Сейчас я жалею, что не напился шикарного распева и надрыва тогдашней нашей богемы, не вывалялся в ее извивах до конца. В июне 1965 меня призвали в армию, как раз когда начался СМОГ. В армию я рвался за приключениями так же, как хватал за грудки швейцара, не пускающего в «Синюю птицу». А мемориальным стало для меня кафе «Аэлита», перекроенное из бывшей общепитовской столовки, стоявшее на Оружейном. Переулок тянулся от площади Маяковского, на которой у Памятника орали СМОГисты свои стихи, от задника ресторана «София» сначала до угла с Каляевкой, потом упирался в Садовое Кольцо у театра кукол Образцова. «Аэлита» притаилась на Оружейном отрезке: угол Каляевки -- Садовое Кольцо. И вошло в московскую историю теперь это кафе именно во дворике рядом с высоченным, имперской постройки серым домом с башенкой на крыше, в котором жила в 1945-м моя мама, и где к ней приходил на свидание мой отец. Отца еще в 1930-х и арестовали в первый раз рядом с Оружейным. А я в 1970-80-е годы жил в коммунальной комнатухе дома на седьмом этаже тоже по Оружейному – в угловом здании его с улицей Фадеева, перед Каляевкой. На первом этаже нашего дома был Главлит, а во дворе – Оружейные бани, где парились и пили потом пиво популярные советские хоккеисты…

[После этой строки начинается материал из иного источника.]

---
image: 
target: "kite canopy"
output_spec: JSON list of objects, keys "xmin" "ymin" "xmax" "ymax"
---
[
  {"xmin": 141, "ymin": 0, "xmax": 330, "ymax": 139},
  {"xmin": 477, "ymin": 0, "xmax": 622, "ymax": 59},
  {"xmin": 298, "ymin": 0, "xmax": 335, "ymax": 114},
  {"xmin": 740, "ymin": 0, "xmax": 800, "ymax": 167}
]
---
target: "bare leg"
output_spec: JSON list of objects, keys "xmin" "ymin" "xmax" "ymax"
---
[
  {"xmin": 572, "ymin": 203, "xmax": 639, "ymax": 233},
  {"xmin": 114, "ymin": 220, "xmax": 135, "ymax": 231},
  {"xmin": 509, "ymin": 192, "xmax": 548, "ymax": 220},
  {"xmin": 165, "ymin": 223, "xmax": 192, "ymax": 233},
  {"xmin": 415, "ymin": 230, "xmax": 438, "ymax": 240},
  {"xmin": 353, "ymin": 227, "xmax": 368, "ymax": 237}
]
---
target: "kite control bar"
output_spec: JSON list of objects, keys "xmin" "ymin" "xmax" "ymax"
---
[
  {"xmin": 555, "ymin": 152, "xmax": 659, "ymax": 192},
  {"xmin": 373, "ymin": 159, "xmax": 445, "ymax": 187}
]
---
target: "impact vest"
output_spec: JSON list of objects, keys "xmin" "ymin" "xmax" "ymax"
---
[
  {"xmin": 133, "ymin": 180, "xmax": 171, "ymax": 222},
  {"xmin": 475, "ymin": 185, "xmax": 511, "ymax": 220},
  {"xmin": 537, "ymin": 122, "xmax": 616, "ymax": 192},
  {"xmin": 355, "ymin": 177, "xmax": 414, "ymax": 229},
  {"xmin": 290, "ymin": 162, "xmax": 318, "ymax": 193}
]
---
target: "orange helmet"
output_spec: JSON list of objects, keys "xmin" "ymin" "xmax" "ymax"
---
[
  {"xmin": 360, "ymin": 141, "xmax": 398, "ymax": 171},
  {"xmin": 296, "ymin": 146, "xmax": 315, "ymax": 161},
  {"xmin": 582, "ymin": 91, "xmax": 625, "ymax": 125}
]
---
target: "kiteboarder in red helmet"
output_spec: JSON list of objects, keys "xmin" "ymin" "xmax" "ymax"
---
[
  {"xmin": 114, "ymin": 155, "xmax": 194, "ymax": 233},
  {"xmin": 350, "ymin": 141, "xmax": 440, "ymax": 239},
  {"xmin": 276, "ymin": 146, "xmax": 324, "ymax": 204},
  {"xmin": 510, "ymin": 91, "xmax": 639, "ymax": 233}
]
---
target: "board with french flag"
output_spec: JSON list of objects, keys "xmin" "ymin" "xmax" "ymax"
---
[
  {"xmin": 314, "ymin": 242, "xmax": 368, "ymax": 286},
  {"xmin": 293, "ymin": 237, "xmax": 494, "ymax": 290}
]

В те 1960-е годы в Совке все-все распахивалось, как потом было лишь в 1990-е. И так везло мне на связи, знакомства, дружбу, перспективы Литературы, вообще – Искусства, что я, нахал, решил, будто бы и в унылых-унылых рядах Советской армии не соскучусь. Что ж, не грустил и там, разворошил еще более вихревые для себя приключения, события, едва не погибнув. Но теперь-то, и когда у меня издано более двадцати книг, ясно, что сокровище, творческое "полнолуние" осталось в «аэлитах» и в охрипших глотках моих товарищей, надрывавшихся на площади Маяковского у памятника поэту.

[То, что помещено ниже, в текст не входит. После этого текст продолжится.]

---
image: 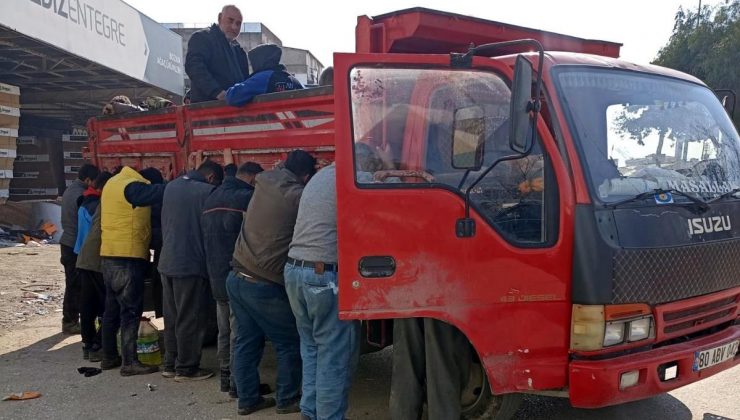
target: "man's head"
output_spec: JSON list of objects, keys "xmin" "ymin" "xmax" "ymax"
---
[
  {"xmin": 236, "ymin": 162, "xmax": 264, "ymax": 186},
  {"xmin": 318, "ymin": 66, "xmax": 334, "ymax": 86},
  {"xmin": 355, "ymin": 142, "xmax": 383, "ymax": 173},
  {"xmin": 218, "ymin": 5, "xmax": 242, "ymax": 41},
  {"xmin": 197, "ymin": 160, "xmax": 225, "ymax": 186},
  {"xmin": 223, "ymin": 163, "xmax": 238, "ymax": 178},
  {"xmin": 78, "ymin": 163, "xmax": 101, "ymax": 187},
  {"xmin": 248, "ymin": 44, "xmax": 282, "ymax": 73},
  {"xmin": 284, "ymin": 150, "xmax": 317, "ymax": 184},
  {"xmin": 93, "ymin": 172, "xmax": 113, "ymax": 192}
]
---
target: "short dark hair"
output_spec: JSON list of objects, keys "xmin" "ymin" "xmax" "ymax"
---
[
  {"xmin": 319, "ymin": 66, "xmax": 333, "ymax": 86},
  {"xmin": 94, "ymin": 172, "xmax": 113, "ymax": 190},
  {"xmin": 224, "ymin": 163, "xmax": 238, "ymax": 177},
  {"xmin": 197, "ymin": 160, "xmax": 225, "ymax": 183},
  {"xmin": 284, "ymin": 150, "xmax": 317, "ymax": 179},
  {"xmin": 238, "ymin": 161, "xmax": 264, "ymax": 176},
  {"xmin": 139, "ymin": 167, "xmax": 164, "ymax": 184},
  {"xmin": 78, "ymin": 163, "xmax": 100, "ymax": 181}
]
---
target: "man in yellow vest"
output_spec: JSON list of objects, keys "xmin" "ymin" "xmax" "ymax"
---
[{"xmin": 99, "ymin": 166, "xmax": 160, "ymax": 376}]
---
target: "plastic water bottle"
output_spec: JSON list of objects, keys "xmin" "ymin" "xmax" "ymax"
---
[{"xmin": 137, "ymin": 317, "xmax": 162, "ymax": 366}]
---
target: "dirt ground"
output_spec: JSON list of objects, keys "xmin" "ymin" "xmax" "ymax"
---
[{"xmin": 0, "ymin": 245, "xmax": 738, "ymax": 420}]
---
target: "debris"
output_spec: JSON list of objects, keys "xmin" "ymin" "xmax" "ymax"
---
[
  {"xmin": 2, "ymin": 391, "xmax": 41, "ymax": 401},
  {"xmin": 77, "ymin": 367, "xmax": 102, "ymax": 377},
  {"xmin": 147, "ymin": 383, "xmax": 156, "ymax": 392}
]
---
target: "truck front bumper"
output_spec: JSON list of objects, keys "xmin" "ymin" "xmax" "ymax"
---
[{"xmin": 569, "ymin": 325, "xmax": 740, "ymax": 408}]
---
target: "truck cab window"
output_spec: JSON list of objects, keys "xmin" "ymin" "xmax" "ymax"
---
[{"xmin": 350, "ymin": 66, "xmax": 554, "ymax": 245}]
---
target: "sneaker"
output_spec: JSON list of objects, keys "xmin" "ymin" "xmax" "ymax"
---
[
  {"xmin": 62, "ymin": 322, "xmax": 81, "ymax": 335},
  {"xmin": 100, "ymin": 356, "xmax": 122, "ymax": 370},
  {"xmin": 238, "ymin": 397, "xmax": 276, "ymax": 415},
  {"xmin": 120, "ymin": 362, "xmax": 159, "ymax": 377},
  {"xmin": 88, "ymin": 350, "xmax": 103, "ymax": 363},
  {"xmin": 174, "ymin": 368, "xmax": 213, "ymax": 382},
  {"xmin": 161, "ymin": 369, "xmax": 176, "ymax": 379},
  {"xmin": 276, "ymin": 397, "xmax": 301, "ymax": 414}
]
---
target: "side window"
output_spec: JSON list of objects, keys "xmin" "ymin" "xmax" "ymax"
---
[{"xmin": 349, "ymin": 67, "xmax": 554, "ymax": 245}]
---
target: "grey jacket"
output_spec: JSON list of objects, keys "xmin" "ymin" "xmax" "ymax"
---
[
  {"xmin": 232, "ymin": 167, "xmax": 305, "ymax": 285},
  {"xmin": 60, "ymin": 179, "xmax": 87, "ymax": 247},
  {"xmin": 158, "ymin": 170, "xmax": 215, "ymax": 278}
]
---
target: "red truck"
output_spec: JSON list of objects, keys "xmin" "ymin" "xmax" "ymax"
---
[{"xmin": 87, "ymin": 8, "xmax": 740, "ymax": 418}]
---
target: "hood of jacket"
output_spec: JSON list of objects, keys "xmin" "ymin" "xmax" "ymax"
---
[{"xmin": 248, "ymin": 44, "xmax": 282, "ymax": 73}]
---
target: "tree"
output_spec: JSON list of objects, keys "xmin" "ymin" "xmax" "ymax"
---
[{"xmin": 653, "ymin": 1, "xmax": 740, "ymax": 127}]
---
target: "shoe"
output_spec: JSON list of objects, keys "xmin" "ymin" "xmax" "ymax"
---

Ведь, например, однажды, когда ехал я с Ленинско-Воробьевых гор в метро после литстудии возбужденный, доказывая, почти крича что-то через грохот подземки приятелю, меня пригласили сниматься в кино. Это даже очень запросто бывает. Ко мне в вагоне пригляделся и подошел помощник режиссера А.Файнциммера, уже снявшего "Котовского", "Константина Заслонова", "Овода" и собиравшего труппу для съемок кинофильма «Бронепоезд 14-69». Помреж пригласил меня на эпизодическую роль юнкера. Собирались экранизировать эту одноименную повесть Всеволода Иванова о гражданской войне. И был Мосфильм, где в костюмерной мне выдали мягонько-фланелевую благородно-оливкового цвета юнкерскую гимнастерку с косым воротом, погонами, ремень, фуражку с ремешком. Потом в гримерке подчернили глазки-брови. И я сидел в очереди в фотостудию на ФОТОПРОБЫ с актерами, которых видел только на экранах. И на фотопробах перед объективом Мосфильмовых асов я «делал лицо» в разных самых настроениях и настроях.
В труппу уже вошли на главные роли О.Стриженов и Б.Андреев, и сниматься в «экспедиции» мы должны были в степях под Туапсе… И надо же, что именно в сие время помер писатель В.Иванов, а его вдова сильно в чем-то заругалась с Файнциммером по тексту сценария как уже хозяйка наследия мужа. Проект закрыли, труппу распустили. Но и то, как сейчас тоже думаю, было для меня удачей. Попади я, хотя и юнкерски-эпизодически, в ту НАСТОЯЩУЮ БОГЕМУ, уж мне б, возможно, никогда не пришлось бы вылезти из ее кругов по воде, то есть по портвейну-коньяку.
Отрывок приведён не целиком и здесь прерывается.